A nationally recognized, award winning educator from the Cincinnati area, Odessa Walker Hooker was born in a shack in the countryside, near Moultrie Georgia, on September 21, 1930. The first of nine children born to Anderson and Pauline Walker, she grew up under the Jim Crow laws. Her father worked as a share cropper and at the slaughter house in Moultrie to support his growing family, while her mother stayed home to raise the children.
Odessa was an outstanding student, graduating from Moultrie High School for Negro Youth in 1947. She graduated from Paine College in Augusta Georgia, in 1951. Her first job was teaching English at Barnesville High School in Barnsville Georgia.
Odessa married her High School sweet heart Randy Hooker. After the birth of her first son, she moved to Cincinnati. Odessa and Randy had 5 children, and she taught in a variety of inner city elementary schools from 1961 to 1983. She also served as Assistant Principal in four inner city elementary schools from 1983 to 1990. In 1967, she earned her Masters of Education in Administration and Supervision from the University of Cincinnati and pursued post graduate studies at Miami University of Oxford, Ohio, and at the University of Wisconsin-Eau-Claire.
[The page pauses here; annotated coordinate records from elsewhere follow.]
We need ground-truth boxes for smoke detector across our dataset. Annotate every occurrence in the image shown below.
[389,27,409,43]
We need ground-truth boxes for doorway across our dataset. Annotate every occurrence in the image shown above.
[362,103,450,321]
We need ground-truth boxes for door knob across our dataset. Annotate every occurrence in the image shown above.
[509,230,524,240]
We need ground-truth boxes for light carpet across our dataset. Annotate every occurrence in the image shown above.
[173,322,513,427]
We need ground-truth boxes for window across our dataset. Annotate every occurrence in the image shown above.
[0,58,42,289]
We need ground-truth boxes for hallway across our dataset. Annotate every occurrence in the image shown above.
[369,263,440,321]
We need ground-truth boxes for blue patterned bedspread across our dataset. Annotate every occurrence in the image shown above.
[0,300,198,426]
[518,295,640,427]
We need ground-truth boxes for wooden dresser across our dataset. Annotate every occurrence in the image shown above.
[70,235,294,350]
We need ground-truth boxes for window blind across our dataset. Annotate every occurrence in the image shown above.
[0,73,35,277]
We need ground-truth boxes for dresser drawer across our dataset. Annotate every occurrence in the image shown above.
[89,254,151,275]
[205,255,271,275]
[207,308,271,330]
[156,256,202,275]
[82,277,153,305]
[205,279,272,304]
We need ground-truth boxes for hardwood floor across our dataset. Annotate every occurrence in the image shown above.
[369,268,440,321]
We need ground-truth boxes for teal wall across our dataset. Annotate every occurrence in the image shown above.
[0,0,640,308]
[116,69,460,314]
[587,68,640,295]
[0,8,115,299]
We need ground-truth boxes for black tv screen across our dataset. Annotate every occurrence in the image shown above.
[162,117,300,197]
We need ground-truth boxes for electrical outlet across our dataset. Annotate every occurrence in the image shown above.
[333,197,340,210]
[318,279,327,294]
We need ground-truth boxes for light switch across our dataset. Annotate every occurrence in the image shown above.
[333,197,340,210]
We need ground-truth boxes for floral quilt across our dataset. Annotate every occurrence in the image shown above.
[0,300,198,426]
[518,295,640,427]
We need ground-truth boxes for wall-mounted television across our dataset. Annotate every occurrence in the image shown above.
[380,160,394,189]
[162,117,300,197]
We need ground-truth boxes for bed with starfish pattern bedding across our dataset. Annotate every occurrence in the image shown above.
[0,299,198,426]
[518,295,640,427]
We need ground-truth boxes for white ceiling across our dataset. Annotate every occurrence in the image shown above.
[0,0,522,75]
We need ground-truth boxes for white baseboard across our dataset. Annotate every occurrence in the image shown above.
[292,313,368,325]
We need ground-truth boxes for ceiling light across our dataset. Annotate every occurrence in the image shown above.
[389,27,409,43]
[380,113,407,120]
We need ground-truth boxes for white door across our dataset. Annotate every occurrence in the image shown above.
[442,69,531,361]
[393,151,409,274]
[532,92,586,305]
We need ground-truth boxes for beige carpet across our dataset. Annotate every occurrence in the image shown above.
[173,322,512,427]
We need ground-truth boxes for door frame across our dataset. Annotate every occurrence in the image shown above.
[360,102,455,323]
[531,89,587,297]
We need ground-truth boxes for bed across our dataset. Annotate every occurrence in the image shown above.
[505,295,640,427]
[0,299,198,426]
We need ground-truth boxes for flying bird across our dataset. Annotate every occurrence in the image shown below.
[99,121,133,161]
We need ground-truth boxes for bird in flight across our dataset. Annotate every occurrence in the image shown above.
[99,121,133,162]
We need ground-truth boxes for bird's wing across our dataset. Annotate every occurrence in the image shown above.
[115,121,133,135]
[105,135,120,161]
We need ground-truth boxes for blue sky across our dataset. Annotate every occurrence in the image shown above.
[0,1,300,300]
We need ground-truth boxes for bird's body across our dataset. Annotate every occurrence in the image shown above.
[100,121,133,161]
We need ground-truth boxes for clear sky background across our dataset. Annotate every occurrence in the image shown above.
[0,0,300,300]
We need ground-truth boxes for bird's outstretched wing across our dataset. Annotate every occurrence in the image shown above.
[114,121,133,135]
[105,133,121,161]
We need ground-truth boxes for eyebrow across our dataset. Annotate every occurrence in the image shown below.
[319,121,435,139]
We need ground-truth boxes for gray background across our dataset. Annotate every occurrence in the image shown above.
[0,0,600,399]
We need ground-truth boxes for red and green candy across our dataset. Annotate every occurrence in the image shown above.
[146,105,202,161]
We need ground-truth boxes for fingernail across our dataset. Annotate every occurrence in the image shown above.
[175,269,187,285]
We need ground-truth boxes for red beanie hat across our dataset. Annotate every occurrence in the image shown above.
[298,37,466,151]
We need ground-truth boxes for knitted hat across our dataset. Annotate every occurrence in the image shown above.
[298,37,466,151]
For her outstanding teaching career and many other accomplishments she received the 1993 Cincinnati Enquirer Woman of the Year Award. In 1999 Odessa won the Applause! Magazine award for Service to Education. Odessa came to national attention when she was awarded the Excellence In Education Award from the General Synod of the United Church of Christ in 2001.
In 2004, Odessa moved to Atlanta, Georgia to be with her children and grandchildren. Odessa now serves as vice moderator at her church, and plans to publish her new book, “Premier African American Role Models of Cincinnati,” in 2007.